Read the translation of the interview here:
GPI: Ms Hoven, first of all, thank you for your time. A lot is going on right now. In the aftermath of the COP26 and over the course of the coalition negotiations, everyone is talking about climate and climate change. Despite the urgency of combating climate change, how can we ensure that previous economic development projects are continued?
GPI: In our podcast, Sudanese-British entrepreneur Dr Mo Ibrahim emphasised that Africa needs jobs and investment above all. Is Africa’s future one of green economy and green investment?

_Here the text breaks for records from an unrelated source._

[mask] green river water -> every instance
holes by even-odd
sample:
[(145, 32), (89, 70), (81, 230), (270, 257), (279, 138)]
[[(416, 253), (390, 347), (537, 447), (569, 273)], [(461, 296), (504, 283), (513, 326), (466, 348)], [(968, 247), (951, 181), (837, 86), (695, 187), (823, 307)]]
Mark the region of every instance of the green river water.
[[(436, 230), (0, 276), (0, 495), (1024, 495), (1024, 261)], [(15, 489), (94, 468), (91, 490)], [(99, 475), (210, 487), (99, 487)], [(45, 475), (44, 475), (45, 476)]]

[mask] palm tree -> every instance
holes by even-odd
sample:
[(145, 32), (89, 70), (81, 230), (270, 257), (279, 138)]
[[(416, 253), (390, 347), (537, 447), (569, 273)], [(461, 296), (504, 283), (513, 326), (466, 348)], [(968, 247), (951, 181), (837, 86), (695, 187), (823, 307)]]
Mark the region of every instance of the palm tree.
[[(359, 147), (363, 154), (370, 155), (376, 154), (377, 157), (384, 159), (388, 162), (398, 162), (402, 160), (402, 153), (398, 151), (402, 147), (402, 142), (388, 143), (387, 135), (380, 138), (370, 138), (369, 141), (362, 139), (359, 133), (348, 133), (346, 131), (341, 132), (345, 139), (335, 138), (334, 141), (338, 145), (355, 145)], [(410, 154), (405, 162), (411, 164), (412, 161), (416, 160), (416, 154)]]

Ingrid-Gabriela Hoven: Many African decision-makers have seen this for a long time and are going down this path trying to implement a green recovery model. They ask: What are the long-term measures we need in the field of environmental protection? Can that be forest protection or the protection of biodiversity? What do we need to achieve the climate protection goals in mobility and energy? And at the same time, how can we also create jobs? Because Africa is a very young continent and of course suffered a lot during the COVID pandemic. What can we do that improves the living conditions of poor and vulnerable people in particular? Such models have existed for a long time. What is thus interesting for decision-makers is to link this green transformation with the question of social justice. Bringing people who are currently left behind into the economy, into employment, into urban life. Of course, this will also strengthen the acceptance of such environmental programmes, of such a green transition process, which is necessary and indispensable for it to succeed. 60 km north of the capital of Benin is a training farm targeting women. By installing solar panels, it has not only been possible to put a water pump into operation, which makes women’s working hours much easier, but now there is also electricity and light in the evening. This is used to strengthen the training of women. Ultimately, the improved qualification of women smallholders and the sustainable supply of electricity in rural areas are crucial for the survival of these households, the women, their children and, ultimately, for rural areas and agriculture in Benin. So, if you look at what a green investment does in practical terms, you can see that it results in many positive spillovers.
GPI: Thank you for the illustrative example. We have talked a lot about climate now. In development cooperation, good governance is also a central issue. Can you imagine that the focus on climate means “climate first, good governance second”? Is that the future of development cooperation?
Ingrid-Gabriela Hoven: I don’t think so. Developing countries implementing ambitious climate protection – that also requires a certain degree of good governance and transparency. They have to disclose: Where do the funds go? Who is benefiting in the population? You can’t implement the green transformation processes against other stakeholders in the long run. You have to get the private sector on board, the decentralised governments, the municipalities, which are currently very active globally in climate protection. And, of course, the people, especially poor people. The development focus of a government, transparency in public action, ensuring that the financial flows actually reach where they are most needed, meaning improving the living conditions of poor people: All of this reaps good governance. We have noticed that if a government is not well positioned, it is very difficult to successfully implement ambitious partnership programmes in the medium term. We need stamina for what we want to tackle here. This is not a sprint; it will be a marathon. For that, we need good and resilient cooperation, trust in each other, partnerships that make it possible to learn from each other. We in Germany can also learn from transformation processes that developing countries have undergone. In any case, this requires governments that are willing to maintain and develop this partnership accordingly.
GPI: In this sense, I wish for patience and perseverance. Thank you very much for your time.